Created attachment 54312 [details] komplete boot log with oops - kernel 2.6.39-rc3+
Created attachment 63062 [details] debugging output in vb_alloc() Please try running with this patch. It doesn't prevent the crash, put prints more information about the internal state of vb_alloc()'s data structures to the log.
Created attachment 63132 [details] fix vmap power-of-2 NR_CPUS assumption Pavel, Matias, please try this patch, which should fix the crash. (Alternatively, you could set CONFIG_NR_CPUS to a power of two.)

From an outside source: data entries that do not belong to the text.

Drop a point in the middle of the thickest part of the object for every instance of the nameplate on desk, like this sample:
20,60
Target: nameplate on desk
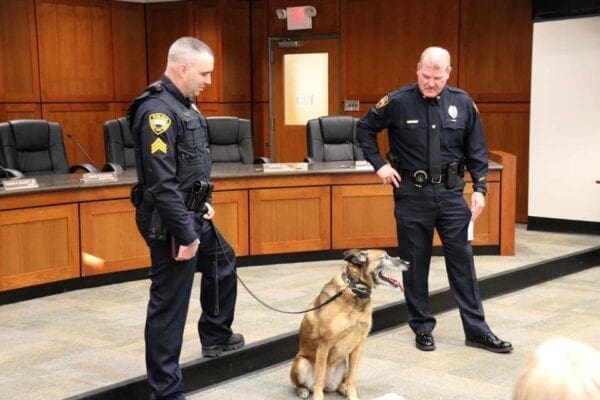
98,177
16,184
284,167
363,165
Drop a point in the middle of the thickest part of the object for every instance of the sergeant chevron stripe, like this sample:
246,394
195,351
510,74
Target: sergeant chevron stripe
158,145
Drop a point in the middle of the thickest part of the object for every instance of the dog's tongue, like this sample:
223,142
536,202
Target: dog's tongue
396,283
393,281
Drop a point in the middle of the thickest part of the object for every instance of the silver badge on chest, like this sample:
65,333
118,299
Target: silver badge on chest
452,112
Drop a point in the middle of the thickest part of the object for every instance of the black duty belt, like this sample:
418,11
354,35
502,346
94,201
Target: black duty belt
421,178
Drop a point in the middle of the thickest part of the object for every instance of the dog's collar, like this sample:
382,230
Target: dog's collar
358,287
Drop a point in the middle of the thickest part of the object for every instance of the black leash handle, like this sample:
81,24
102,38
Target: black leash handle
222,247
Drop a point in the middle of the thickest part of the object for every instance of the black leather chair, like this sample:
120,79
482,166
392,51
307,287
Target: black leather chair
332,138
230,140
36,147
118,145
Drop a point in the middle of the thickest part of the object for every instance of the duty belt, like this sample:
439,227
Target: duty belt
421,178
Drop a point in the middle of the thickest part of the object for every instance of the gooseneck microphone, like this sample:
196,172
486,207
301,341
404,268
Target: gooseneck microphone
82,149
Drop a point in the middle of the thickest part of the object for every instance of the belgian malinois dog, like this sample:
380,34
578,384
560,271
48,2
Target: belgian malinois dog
332,337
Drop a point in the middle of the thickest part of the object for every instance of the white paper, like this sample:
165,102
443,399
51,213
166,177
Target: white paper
470,231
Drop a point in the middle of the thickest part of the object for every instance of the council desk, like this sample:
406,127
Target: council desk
67,229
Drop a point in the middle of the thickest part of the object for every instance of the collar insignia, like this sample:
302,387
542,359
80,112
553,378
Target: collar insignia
158,146
383,102
452,112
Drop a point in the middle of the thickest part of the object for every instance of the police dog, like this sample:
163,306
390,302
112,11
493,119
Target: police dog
332,337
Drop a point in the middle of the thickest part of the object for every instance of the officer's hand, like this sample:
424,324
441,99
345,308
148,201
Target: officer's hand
187,252
477,205
210,211
389,175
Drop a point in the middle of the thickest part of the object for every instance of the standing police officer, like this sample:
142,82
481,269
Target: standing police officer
434,133
173,167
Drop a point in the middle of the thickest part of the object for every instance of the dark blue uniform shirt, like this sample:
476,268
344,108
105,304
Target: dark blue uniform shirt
171,139
408,116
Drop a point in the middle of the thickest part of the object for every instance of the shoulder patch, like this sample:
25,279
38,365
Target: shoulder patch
383,102
159,122
158,146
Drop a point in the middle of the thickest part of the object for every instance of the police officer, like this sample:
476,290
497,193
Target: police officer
172,159
434,133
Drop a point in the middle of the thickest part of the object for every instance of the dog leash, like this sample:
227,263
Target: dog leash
222,247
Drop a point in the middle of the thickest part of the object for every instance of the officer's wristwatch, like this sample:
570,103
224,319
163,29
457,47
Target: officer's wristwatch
481,190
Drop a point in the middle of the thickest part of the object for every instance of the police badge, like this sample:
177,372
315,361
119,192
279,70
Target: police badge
452,112
159,122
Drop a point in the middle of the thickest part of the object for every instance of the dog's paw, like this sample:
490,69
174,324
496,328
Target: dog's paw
343,389
303,392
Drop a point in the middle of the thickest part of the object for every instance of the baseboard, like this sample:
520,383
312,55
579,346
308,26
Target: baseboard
563,225
203,373
86,282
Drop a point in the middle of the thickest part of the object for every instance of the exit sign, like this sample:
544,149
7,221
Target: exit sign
298,18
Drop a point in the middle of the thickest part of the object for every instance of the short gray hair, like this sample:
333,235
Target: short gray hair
186,50
435,58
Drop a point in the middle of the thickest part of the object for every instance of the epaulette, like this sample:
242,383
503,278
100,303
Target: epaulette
155,87
456,90
402,89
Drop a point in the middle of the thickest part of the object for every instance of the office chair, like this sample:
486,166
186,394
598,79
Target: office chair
36,147
230,140
118,145
332,138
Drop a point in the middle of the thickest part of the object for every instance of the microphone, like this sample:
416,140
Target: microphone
4,173
90,159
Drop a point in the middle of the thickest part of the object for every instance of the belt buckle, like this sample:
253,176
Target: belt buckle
420,178
439,180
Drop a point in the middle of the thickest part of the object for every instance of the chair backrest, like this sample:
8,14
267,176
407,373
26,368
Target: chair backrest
118,143
230,140
34,147
333,138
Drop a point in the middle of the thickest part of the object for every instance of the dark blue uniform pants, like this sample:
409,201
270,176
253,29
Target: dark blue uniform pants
417,212
169,300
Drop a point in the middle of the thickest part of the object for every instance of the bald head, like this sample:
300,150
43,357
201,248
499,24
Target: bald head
435,58
433,71
190,64
187,50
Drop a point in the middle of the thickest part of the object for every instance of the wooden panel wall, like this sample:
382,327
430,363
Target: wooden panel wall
259,28
60,53
165,22
495,68
82,57
495,50
129,62
382,45
75,50
19,74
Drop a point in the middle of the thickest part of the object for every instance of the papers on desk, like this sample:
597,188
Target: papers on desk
363,165
284,167
16,184
98,177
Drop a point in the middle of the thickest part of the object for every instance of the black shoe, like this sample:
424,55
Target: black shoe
236,341
490,342
424,341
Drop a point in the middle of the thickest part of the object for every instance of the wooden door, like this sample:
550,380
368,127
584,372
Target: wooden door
309,91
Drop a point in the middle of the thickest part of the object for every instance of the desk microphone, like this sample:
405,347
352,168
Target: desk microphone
82,149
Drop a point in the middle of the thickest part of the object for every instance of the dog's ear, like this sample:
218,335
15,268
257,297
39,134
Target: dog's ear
356,256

Hi Clemens, I've updated (some time ago) the libraries on my GNU/Linux: libavc1394-0.5.4 libffado-2.0.1 libiec61883-1.2.0 libraw1394-2.0.7 I have not seen the error message. Now, I am using the kernel 2.6.38.8.
The bug is 100% repeatable here. I tried kernel 3.0.1, x86-32 dual-core, CONFIG_NR_CPUS=6, CONFIG_FIREWIRE_OHCI=y. The patch in attachment 63062 [details] fixes it for me.
Correction, I actually tested the patch in attachment 63132 [details].
A patch referencing this bug report has been merged in Linux v3.1-rc2: commit f982f91516fa4cfd9d20518833cd04ad714585be Author: Clemens Ladisch <clemens@ladisch.de> Date: Tue Jun 21 22:09:50 2011 +0200 mm: fix wrong vmap address calculations with odd NR_CPUS values
So I close this as fixed. Please shout if that is a mistake.